Bayesian optimization: LLA-based surrogates match or outperform standard RBF-kernel GPs in low-dimensional tasks, and exhibit strong scaling in high-dimensional problems where classical GPs collapse. However, in unbounded domains, the LLA mean (for ReLU networks) diverges linearly and variance grows unbounded, requiring bounded search domains or alternative activations for reliable Bayesian optimization (Kristiadi et al., 2023).
Uncertainty quantification: Surrogates and variational approximations enable scalable calibration of predictive confidence, robust to dataset size and architecture depth.

Empirical results demonstrate that careful approximate LLA implementations (e.g., ELLA, VaLLA, ScaLLA) match or exceed the performance of standard Laplace or mean-field variational approaches across a suite of metrics, while scaling efficiently to modern architectures.

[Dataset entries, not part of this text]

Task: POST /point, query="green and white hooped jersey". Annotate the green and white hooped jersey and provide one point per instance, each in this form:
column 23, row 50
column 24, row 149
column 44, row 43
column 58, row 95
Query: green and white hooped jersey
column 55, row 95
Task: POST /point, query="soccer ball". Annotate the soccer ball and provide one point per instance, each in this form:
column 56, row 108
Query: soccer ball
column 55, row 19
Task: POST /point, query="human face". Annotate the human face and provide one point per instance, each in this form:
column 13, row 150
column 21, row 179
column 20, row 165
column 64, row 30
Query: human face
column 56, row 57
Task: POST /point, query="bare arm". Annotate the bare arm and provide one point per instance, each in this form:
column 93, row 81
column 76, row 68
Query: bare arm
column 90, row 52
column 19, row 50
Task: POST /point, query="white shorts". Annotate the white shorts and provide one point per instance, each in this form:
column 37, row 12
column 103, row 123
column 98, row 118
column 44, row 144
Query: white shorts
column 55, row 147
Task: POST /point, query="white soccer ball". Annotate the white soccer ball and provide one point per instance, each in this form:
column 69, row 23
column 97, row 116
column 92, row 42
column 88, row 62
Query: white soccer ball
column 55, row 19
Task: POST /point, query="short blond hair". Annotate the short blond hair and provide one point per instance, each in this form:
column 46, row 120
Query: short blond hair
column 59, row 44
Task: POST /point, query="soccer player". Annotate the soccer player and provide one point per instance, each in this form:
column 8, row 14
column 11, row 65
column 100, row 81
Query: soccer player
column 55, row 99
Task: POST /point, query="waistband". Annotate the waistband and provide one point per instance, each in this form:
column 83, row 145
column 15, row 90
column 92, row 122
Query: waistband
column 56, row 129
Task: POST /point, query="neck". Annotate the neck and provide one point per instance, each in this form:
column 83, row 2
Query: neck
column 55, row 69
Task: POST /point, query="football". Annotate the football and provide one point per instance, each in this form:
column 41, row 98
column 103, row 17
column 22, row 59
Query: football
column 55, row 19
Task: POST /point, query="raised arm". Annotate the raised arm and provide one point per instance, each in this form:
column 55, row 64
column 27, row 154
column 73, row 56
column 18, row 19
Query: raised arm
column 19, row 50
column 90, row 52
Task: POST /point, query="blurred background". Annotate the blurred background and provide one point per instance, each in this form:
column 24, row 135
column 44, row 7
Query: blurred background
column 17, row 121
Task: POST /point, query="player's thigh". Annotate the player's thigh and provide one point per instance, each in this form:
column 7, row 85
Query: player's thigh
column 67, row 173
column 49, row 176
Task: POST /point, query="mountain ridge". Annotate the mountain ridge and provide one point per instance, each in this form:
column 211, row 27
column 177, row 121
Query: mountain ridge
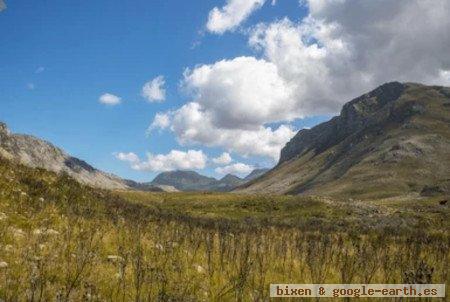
column 392, row 140
column 38, row 153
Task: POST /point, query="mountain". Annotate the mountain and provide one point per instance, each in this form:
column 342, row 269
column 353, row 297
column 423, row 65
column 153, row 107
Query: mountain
column 255, row 174
column 391, row 141
column 228, row 183
column 184, row 180
column 37, row 153
column 193, row 181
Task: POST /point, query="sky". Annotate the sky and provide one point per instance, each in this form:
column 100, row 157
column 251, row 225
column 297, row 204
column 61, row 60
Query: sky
column 140, row 87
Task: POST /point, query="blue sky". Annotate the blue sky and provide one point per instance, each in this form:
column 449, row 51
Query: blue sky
column 58, row 57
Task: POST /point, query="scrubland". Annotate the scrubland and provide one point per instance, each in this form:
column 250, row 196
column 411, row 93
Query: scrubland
column 61, row 241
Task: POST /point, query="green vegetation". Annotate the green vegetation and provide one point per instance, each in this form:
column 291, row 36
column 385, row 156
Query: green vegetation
column 62, row 241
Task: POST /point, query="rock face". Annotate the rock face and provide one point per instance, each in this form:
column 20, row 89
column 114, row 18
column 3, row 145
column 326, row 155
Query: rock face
column 184, row 180
column 37, row 153
column 193, row 181
column 255, row 174
column 390, row 141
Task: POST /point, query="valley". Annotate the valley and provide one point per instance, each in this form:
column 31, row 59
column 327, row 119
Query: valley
column 64, row 236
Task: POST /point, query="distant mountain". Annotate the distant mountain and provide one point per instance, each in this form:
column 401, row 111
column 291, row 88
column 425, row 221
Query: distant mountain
column 37, row 153
column 193, row 181
column 184, row 180
column 227, row 183
column 255, row 174
column 394, row 140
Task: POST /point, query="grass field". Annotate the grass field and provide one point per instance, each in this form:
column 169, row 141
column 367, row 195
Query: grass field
column 61, row 241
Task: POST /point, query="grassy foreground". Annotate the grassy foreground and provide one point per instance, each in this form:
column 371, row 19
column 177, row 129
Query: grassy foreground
column 61, row 241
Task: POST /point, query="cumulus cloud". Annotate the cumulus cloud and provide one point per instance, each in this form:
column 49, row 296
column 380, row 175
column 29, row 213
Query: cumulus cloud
column 40, row 69
column 161, row 121
column 154, row 90
column 128, row 157
column 231, row 15
column 237, row 168
column 251, row 90
column 342, row 49
column 109, row 99
column 193, row 124
column 223, row 159
column 174, row 160
column 347, row 47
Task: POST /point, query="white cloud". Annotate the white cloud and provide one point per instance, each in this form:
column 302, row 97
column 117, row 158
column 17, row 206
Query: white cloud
column 223, row 159
column 250, row 90
column 154, row 90
column 174, row 160
column 237, row 168
column 161, row 121
column 347, row 47
column 342, row 49
column 193, row 125
column 231, row 15
column 128, row 157
column 109, row 99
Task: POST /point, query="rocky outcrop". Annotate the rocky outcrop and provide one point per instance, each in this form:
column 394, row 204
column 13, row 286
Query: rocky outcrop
column 37, row 153
column 355, row 116
column 391, row 141
column 193, row 181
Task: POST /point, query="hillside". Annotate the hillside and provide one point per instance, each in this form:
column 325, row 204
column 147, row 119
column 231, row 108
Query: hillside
column 193, row 181
column 391, row 141
column 60, row 238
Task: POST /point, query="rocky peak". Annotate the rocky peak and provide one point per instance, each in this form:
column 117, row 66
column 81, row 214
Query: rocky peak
column 356, row 115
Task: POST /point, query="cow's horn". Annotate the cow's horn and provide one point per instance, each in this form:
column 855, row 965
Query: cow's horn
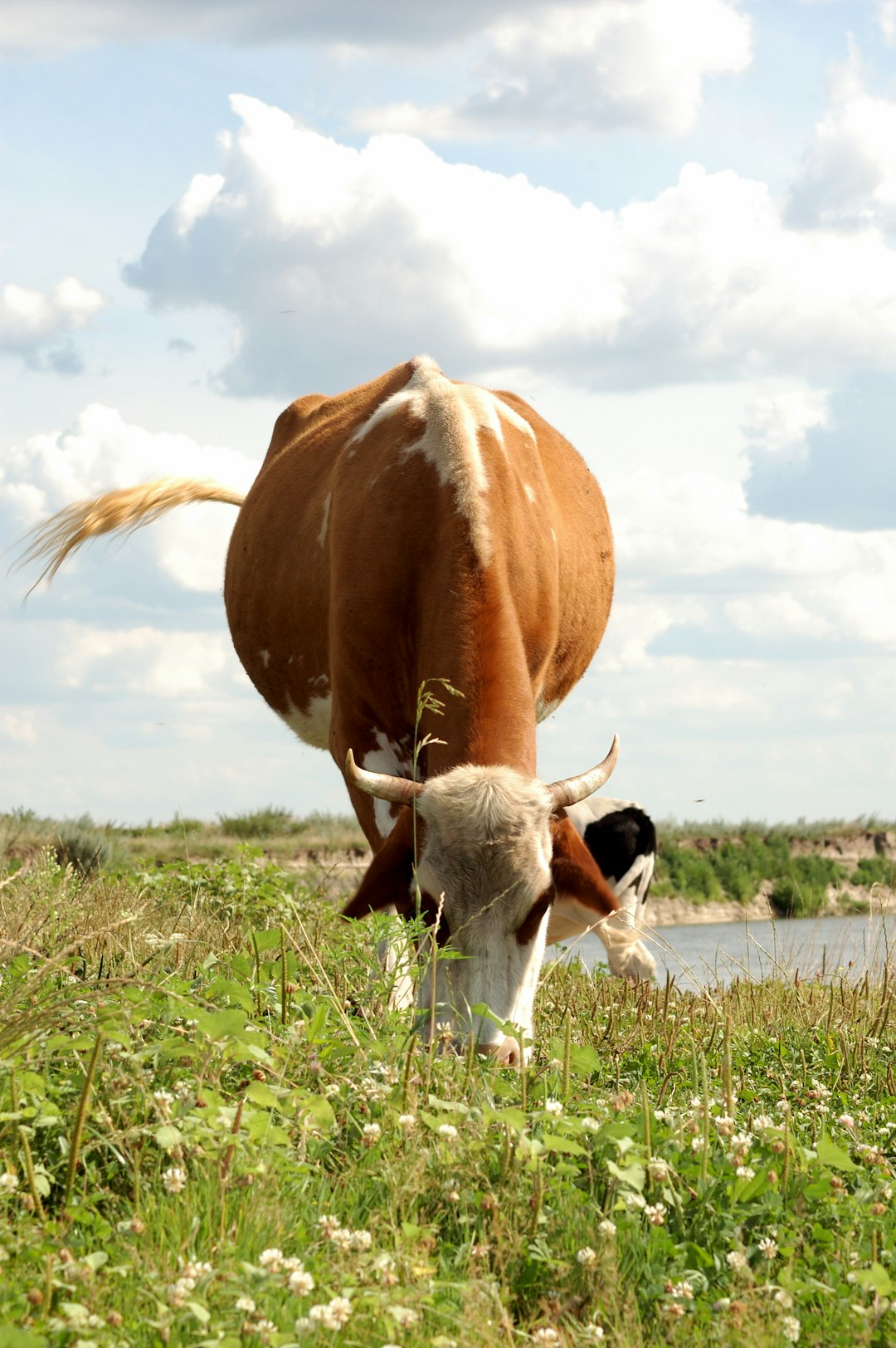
column 382, row 784
column 577, row 788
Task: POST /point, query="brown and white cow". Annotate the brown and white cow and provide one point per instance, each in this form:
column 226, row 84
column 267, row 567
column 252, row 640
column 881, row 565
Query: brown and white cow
column 416, row 529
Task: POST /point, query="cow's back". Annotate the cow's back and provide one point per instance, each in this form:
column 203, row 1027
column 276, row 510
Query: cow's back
column 419, row 529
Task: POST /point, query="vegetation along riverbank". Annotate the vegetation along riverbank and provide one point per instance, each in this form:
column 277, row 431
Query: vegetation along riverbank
column 215, row 1131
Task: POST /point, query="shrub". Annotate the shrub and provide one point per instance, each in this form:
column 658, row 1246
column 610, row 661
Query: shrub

7. Limitations and Practical Considerations

While the LLA framework is theoretically justified and practically scalable, significant caveats remain:

Curvature modeling: Pure first-order LLA neglects second-order effects from the nonlinear model component. QLA remedies this at modest cost (Jiménez et al., 3 Feb 2026).
Extrapolation pathologies: For piecewise linear activations (e.g., ReLU), LLA surrogates extrapolate linearly and can diverge outside the data domain, necessitating careful design of Bayesian optimization loops and prior selection (Kristiadi et al., 2023).
Bias-variance tradeoff in surrogate approximations: Diagonal or factorized GGN matrices significantly understate uncertainty, while low-rank or surrogate kernel approaches require careful feature selection for stability (Deng et al., 2022, Ortega et al., 29 Jan 2026).
Prior selection: The utility of function-space priors is context-dependent; incorporating strong domain knowledge substantially improves epistemic uncertainty and posterior calibration (Cinquin et al., 2024).

A plausible implication is that future research will focus on hybrid LLA schemes that blend second-order corrections, functional priors, and scalable kernel surrogates, further improving generalization, calibration, and OOD robustness in large, deep models.